Same cost, more loyal workers Featured

9:46am EDT July 22, 2002

Good help may be hard to find, but one Columbus businessman found it thousands of miles away.

Ratmir Timashev, president and CEO of Aelita Software Group, was looking to expand his business in 1997 after registering $260,000 in sales with a highly successful network management product. But to grow the Powell-based company quickly, he wanted to hire 30 developers within three to six months. Finding few in Columbus, Timashev started looking to his homeland of Russia.

“Nationwide there is a short supply of software developers, but Central Ohio is more affected because high-tech people tend to go to New York, the Silicon Valley or Seattle looking for a better job in a bigger company,” he says. “In Russia, you have unemployment and a huge pool of people who are talented, educated and qualified, and that was the major motivating factor to move development to Russia.”

For a year, Timashev considered the undertaking. As an experiment, he assigned a few “nonstrategic” projects to Russian developers. Encouraged by their progress, he moved all development work to Russia in September 1998.

At that time, there were 10 employees in Columbus and five in Russia. By late 1998, Timashev’s Russian staff had grown to 35 — and of Aelita’s five new software products released in December 1998, four were developed in Russia.

Today, the company employs 55 developers and five administrators in Russia, including two project managers who supervise software development plants in Moscow and St. Petersburg and communicate directly with Aelita’s clients in the United States. The company’s customers include U.S. and international banks, government agencies, educational institutions and major technology and telecommunications companies, including AT&T, Lucent Technologies and GTE.

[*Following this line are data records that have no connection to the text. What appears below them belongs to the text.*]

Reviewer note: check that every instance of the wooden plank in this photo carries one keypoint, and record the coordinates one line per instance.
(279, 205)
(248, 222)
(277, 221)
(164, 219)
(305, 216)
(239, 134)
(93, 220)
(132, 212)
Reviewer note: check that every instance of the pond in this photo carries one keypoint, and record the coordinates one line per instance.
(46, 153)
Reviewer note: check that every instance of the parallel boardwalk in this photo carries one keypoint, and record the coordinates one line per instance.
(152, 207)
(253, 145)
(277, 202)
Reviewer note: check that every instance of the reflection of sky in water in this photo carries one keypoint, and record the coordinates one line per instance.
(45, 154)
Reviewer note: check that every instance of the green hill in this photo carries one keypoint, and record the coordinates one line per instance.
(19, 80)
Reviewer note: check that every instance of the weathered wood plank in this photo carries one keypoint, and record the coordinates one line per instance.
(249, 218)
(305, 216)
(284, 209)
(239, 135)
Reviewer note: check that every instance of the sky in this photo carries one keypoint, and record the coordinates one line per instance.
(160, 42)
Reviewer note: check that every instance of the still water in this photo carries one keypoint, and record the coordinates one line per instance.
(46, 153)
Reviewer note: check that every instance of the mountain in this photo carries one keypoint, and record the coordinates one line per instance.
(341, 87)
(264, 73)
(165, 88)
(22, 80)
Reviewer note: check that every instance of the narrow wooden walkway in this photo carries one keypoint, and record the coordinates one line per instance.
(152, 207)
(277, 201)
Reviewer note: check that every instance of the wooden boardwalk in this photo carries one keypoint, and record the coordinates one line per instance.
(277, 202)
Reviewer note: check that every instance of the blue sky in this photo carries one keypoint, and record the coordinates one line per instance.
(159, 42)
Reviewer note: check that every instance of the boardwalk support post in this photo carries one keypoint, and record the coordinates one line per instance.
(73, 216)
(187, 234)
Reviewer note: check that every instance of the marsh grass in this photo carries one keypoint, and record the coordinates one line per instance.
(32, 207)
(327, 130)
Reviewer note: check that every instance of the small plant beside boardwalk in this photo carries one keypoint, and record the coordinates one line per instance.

In 1998, Aelita had $1.3 million in sales; Timashev projected $3.5 million in sales in 1999.

Timashev vigorously maintains that worker availability — not the cost savings — was key to moving his development operation overseas. While Russian developers at Aelita earn $15,000 annually compared to between $45,000 and $50,000 for the same job in Columbus, he says employees live comfortably on the salary there.

Furthermore, he says, other costs involved in using Russian developers — telephone calls, Internet access and foreign taxes — tend to offset any savings in salary.

“To pay a $15,000 salary will end up costing me $35,000 to $40,000 because of the taxes in Russia,” he explains.

Timashev says his company provides at least two bonuses a year to developers at product release times, worth between 50 percent and 100 percent of a worker’s monthly salary. Although he doesn’t provide his Russian staff with health and retirement benefits, he says these benefits are provided by the Russian government with a portion of the taxes he pays.

Because of the poor economic climate in Russia, employee turnover is minimal, he adds. Only a couple of workers have left his Russian work sites. Still, he says, management and communication are — and will remain — problems because they are done remotely.

To minimize problems, he communicates with his project managers through teleconferencing and e-mail. Hiring good managers, he adds, reduces supervisory and communication difficulties overall.

That will be increasingly important in the coming year as Timashev looks to expand his company. He wants to further Aelita’s sales and marketing presence in New York, Chicago, San Francisco, Seattle and Houston and is looking for venture capital to finance the growth.

Although the Russian connection has proven lucrative for Timashev thus far, he doesn’t recommend using the strategy without knowing Russian culture, especially its business culture.

“If you don’t know it yourself, hire someone who does,” he says.

Muntaqima Abdur-Rashid is a Columbus-based free-lance writer.